Secondo l’American Association of Anxiety and Depression i sintomi più comuni di un attacco di panico sono: palpitazioni, sudorazione, tremori, sensazione di soffocamento, forte tensione relativa ad un’imminente catastrofe, paura di svenire, senso di oppressione e paura irrazionale della morte. Gli episodi di panico sono fortemente caratterizzati dalla paura dell’incertezza, un costante confronto con pericoli immaginari che flagellano la mente e si ripercuotono sul corpo con una serie infinita di sintomi difficili da descrivere. Tutto ciò che è sempre stato normale non lo è più, diventa insopportabile il rumore del clacson, intollerabili le persone, ingestibili gli spazi aperti ma anche quelli chiusi.
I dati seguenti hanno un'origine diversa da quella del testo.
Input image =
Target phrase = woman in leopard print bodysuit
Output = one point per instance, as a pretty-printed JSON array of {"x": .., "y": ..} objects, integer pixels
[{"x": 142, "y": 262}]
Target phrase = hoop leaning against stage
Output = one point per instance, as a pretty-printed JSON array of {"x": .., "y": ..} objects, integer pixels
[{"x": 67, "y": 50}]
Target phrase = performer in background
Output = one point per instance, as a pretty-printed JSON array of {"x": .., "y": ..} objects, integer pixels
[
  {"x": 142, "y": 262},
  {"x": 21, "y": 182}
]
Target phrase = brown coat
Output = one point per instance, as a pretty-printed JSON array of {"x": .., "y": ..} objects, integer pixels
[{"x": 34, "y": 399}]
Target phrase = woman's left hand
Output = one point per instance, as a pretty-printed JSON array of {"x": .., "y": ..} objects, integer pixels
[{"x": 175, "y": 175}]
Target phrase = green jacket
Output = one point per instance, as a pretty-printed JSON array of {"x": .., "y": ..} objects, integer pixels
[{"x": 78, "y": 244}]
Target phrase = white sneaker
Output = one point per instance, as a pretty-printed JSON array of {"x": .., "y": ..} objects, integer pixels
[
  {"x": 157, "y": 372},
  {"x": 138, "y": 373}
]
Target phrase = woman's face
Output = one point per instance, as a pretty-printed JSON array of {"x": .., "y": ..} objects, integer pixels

È importante capire che la guarigione va verso la comprensione, la consapevolezza che non si deve avere paura dei sintomi, perché un attacco di panico non uccide. Ed in questo la psicoterapia aiuta molto perché ci permette di modificare i modelli di pensiero che producono quei comportamenti disfunzionali che a loro volta contribuiscono allo sviluppo delle crisi di panico. La psicoterapia si muove lungo due assi: l’auto svelamento di sé e del proprio passato, che permette al paziente di conoscere meglio se stesso; e lo sviluppo di strategie di pensiero e comportamenti che lo aiutino ad affrontare la quotidianità e ciò che gli fa paura.
Imparare a confrontarsi con le proprie paure è importante perché si “smonta” quel pensiero negativo che ci fa vedere tutto come catastrofico.